Does this sketch work?
I've added an answer below, please comment on it if you have a chance
Here's what I believe to be an answer:
Let $n, a_n$ be as in the question. Let $\#(A \cap \frac{\mathbb{Z}}{n}) = k+1$, which means there are $k$ intervals of length $\frac{1}{n}$. Now let $\epsilon_1,\epsilon_2$ be the left and right gaps between $A$ and $B$, i.e., if $A := [a,b]$ and $B = [c,d]$ (or any type of interval), $\epsilon_1 = c-a$, $\epsilon_2 = b-d$.

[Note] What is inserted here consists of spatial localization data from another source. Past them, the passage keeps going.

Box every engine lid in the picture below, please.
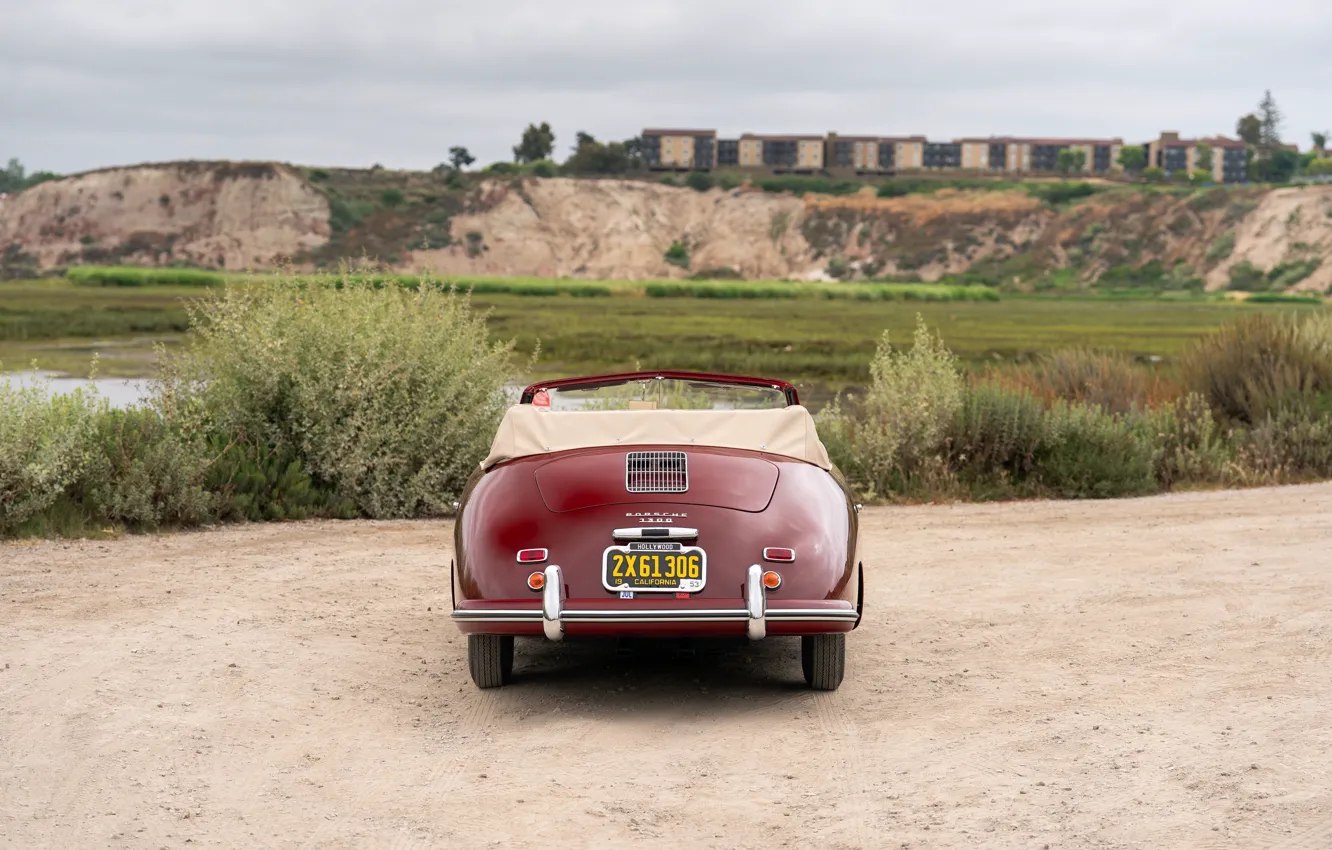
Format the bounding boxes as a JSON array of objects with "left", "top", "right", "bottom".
[{"left": 533, "top": 447, "right": 780, "bottom": 513}]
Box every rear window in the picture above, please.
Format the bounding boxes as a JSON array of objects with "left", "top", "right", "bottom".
[{"left": 535, "top": 377, "right": 787, "bottom": 411}]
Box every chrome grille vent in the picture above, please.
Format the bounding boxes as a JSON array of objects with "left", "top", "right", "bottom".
[{"left": 625, "top": 451, "right": 688, "bottom": 493}]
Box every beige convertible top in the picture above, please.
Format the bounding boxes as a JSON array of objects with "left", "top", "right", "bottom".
[{"left": 481, "top": 404, "right": 832, "bottom": 470}]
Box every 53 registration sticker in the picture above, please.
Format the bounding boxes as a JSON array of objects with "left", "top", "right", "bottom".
[{"left": 602, "top": 542, "right": 706, "bottom": 593}]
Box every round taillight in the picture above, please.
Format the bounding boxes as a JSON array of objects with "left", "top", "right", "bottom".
[
  {"left": 527, "top": 572, "right": 546, "bottom": 591},
  {"left": 761, "top": 570, "right": 782, "bottom": 590}
]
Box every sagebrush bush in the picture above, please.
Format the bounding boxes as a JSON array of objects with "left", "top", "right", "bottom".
[
  {"left": 1182, "top": 313, "right": 1332, "bottom": 423},
  {"left": 817, "top": 316, "right": 962, "bottom": 497},
  {"left": 1241, "top": 408, "right": 1332, "bottom": 480},
  {"left": 156, "top": 275, "right": 518, "bottom": 518},
  {"left": 80, "top": 407, "right": 213, "bottom": 528},
  {"left": 1139, "top": 392, "right": 1233, "bottom": 489},
  {"left": 947, "top": 382, "right": 1045, "bottom": 485},
  {"left": 0, "top": 377, "right": 104, "bottom": 534}
]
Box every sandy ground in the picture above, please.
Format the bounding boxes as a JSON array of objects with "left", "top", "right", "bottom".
[{"left": 3, "top": 485, "right": 1332, "bottom": 849}]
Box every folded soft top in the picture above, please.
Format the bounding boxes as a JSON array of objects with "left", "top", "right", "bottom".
[{"left": 481, "top": 404, "right": 832, "bottom": 470}]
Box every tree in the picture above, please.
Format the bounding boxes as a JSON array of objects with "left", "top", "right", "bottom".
[
  {"left": 448, "top": 146, "right": 475, "bottom": 172},
  {"left": 0, "top": 158, "right": 25, "bottom": 193},
  {"left": 1236, "top": 114, "right": 1262, "bottom": 146},
  {"left": 1194, "top": 143, "right": 1214, "bottom": 174},
  {"left": 563, "top": 137, "right": 630, "bottom": 175},
  {"left": 1257, "top": 90, "right": 1283, "bottom": 150},
  {"left": 1055, "top": 148, "right": 1087, "bottom": 176},
  {"left": 572, "top": 131, "right": 597, "bottom": 152},
  {"left": 1313, "top": 131, "right": 1328, "bottom": 154},
  {"left": 622, "top": 136, "right": 647, "bottom": 170},
  {"left": 1117, "top": 145, "right": 1147, "bottom": 173},
  {"left": 1265, "top": 149, "right": 1299, "bottom": 183},
  {"left": 513, "top": 122, "right": 555, "bottom": 163}
]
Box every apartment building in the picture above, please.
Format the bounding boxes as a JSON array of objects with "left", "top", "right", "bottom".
[
  {"left": 737, "top": 134, "right": 826, "bottom": 172},
  {"left": 958, "top": 137, "right": 1123, "bottom": 174},
  {"left": 1147, "top": 133, "right": 1252, "bottom": 183},
  {"left": 641, "top": 129, "right": 717, "bottom": 170}
]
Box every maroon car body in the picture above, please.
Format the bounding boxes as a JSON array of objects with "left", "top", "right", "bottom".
[{"left": 450, "top": 371, "right": 863, "bottom": 690}]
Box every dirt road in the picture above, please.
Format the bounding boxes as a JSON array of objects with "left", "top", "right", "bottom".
[{"left": 4, "top": 485, "right": 1332, "bottom": 849}]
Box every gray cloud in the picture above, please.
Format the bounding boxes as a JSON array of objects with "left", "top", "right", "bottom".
[{"left": 3, "top": 0, "right": 1329, "bottom": 173}]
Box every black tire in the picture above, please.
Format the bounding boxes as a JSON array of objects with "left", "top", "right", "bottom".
[
  {"left": 467, "top": 634, "right": 514, "bottom": 689},
  {"left": 801, "top": 634, "right": 846, "bottom": 691}
]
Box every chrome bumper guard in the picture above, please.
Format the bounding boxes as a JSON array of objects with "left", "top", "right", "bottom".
[{"left": 454, "top": 562, "right": 857, "bottom": 640}]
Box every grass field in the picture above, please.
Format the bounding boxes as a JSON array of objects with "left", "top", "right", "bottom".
[{"left": 2, "top": 278, "right": 1326, "bottom": 397}]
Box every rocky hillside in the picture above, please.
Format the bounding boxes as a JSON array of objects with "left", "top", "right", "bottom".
[
  {"left": 0, "top": 162, "right": 328, "bottom": 273},
  {"left": 2, "top": 162, "right": 1330, "bottom": 293}
]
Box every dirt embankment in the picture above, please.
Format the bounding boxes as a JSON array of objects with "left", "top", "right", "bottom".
[
  {"left": 0, "top": 162, "right": 330, "bottom": 271},
  {"left": 3, "top": 484, "right": 1332, "bottom": 848},
  {"left": 421, "top": 179, "right": 1332, "bottom": 289},
  {"left": 3, "top": 163, "right": 1331, "bottom": 291}
]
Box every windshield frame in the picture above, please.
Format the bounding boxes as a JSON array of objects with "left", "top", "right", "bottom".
[{"left": 520, "top": 371, "right": 798, "bottom": 407}]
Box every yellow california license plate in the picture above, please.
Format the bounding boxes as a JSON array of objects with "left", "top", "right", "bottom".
[{"left": 602, "top": 542, "right": 706, "bottom": 593}]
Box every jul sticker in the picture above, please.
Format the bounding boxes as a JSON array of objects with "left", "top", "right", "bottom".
[{"left": 619, "top": 590, "right": 635, "bottom": 599}]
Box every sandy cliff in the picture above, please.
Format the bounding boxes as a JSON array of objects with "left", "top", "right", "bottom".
[
  {"left": 2, "top": 164, "right": 1330, "bottom": 292},
  {"left": 0, "top": 162, "right": 330, "bottom": 270}
]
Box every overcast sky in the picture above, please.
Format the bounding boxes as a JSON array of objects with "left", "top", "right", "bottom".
[{"left": 3, "top": 0, "right": 1330, "bottom": 174}]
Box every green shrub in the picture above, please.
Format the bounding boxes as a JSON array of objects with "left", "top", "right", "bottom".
[
  {"left": 155, "top": 274, "right": 518, "bottom": 518},
  {"left": 531, "top": 160, "right": 557, "bottom": 178},
  {"left": 0, "top": 377, "right": 104, "bottom": 534},
  {"left": 685, "top": 172, "right": 714, "bottom": 192},
  {"left": 328, "top": 199, "right": 375, "bottom": 234},
  {"left": 380, "top": 189, "right": 405, "bottom": 207},
  {"left": 664, "top": 241, "right": 689, "bottom": 269},
  {"left": 205, "top": 437, "right": 355, "bottom": 522},
  {"left": 1182, "top": 313, "right": 1332, "bottom": 424},
  {"left": 1227, "top": 260, "right": 1268, "bottom": 291},
  {"left": 66, "top": 266, "right": 224, "bottom": 287},
  {"left": 1267, "top": 258, "right": 1322, "bottom": 288},
  {"left": 1245, "top": 292, "right": 1323, "bottom": 304},
  {"left": 1205, "top": 232, "right": 1235, "bottom": 262},
  {"left": 1027, "top": 182, "right": 1097, "bottom": 205},
  {"left": 1142, "top": 167, "right": 1166, "bottom": 184},
  {"left": 1034, "top": 401, "right": 1156, "bottom": 499}
]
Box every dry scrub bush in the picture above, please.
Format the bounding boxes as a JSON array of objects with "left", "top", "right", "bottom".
[
  {"left": 1030, "top": 348, "right": 1156, "bottom": 414},
  {"left": 1182, "top": 314, "right": 1332, "bottom": 424},
  {"left": 0, "top": 376, "right": 103, "bottom": 532},
  {"left": 157, "top": 275, "right": 518, "bottom": 518}
]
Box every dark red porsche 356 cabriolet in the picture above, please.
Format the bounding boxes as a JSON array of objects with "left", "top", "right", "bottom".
[{"left": 450, "top": 371, "right": 863, "bottom": 690}]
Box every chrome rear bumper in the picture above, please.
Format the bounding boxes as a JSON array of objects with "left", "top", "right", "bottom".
[{"left": 453, "top": 563, "right": 858, "bottom": 639}]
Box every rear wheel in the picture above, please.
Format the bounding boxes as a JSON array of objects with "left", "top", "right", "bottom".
[
  {"left": 801, "top": 634, "right": 846, "bottom": 691},
  {"left": 467, "top": 634, "right": 514, "bottom": 688}
]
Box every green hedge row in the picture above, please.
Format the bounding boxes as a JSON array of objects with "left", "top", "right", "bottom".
[{"left": 66, "top": 266, "right": 225, "bottom": 287}]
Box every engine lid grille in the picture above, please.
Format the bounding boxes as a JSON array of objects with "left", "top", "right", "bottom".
[{"left": 625, "top": 451, "right": 688, "bottom": 493}]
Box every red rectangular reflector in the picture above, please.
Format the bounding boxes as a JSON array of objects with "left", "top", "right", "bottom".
[
  {"left": 763, "top": 547, "right": 795, "bottom": 563},
  {"left": 516, "top": 548, "right": 548, "bottom": 563}
]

Let $\frac{1}{N} < \frac{1}{k}\min\{\epsilon_1,\epsilon_2\}$, or smaller than the non-zero $\epsilon$ times $\frac{1}{k}$. Then let $b_N$ be an element of the liminf sequence. We see first that there are $k *\operatorname{floor}(\frac{N}{n})$ intervals of length $\frac{1}{N}$ in $A$. By choice of $N$, we have the following inequalities:
$$\begin{eqnarray*} a_n = \frac{k+1}{n} = \frac{(k+1)\frac{N}{n}}{N} &<& \frac{(k+1)*\operatorname{floor}(\frac{N}{n}) + k+1}{n} \\ &<& \frac{1}{N}\#(B \cap \frac{\mathbb{Z}}{N}) \\ &=& b_N \end{eqnarray*}$$
where the second inequality comes from the choice of $N$, since we may fit enough intervals into the gap between $A$ and $B$ to get at least $k+1$ more endpoints.
Thus, the limit of $a_n$ which is the limsup is less than the limit of $b_n$, the lim inf.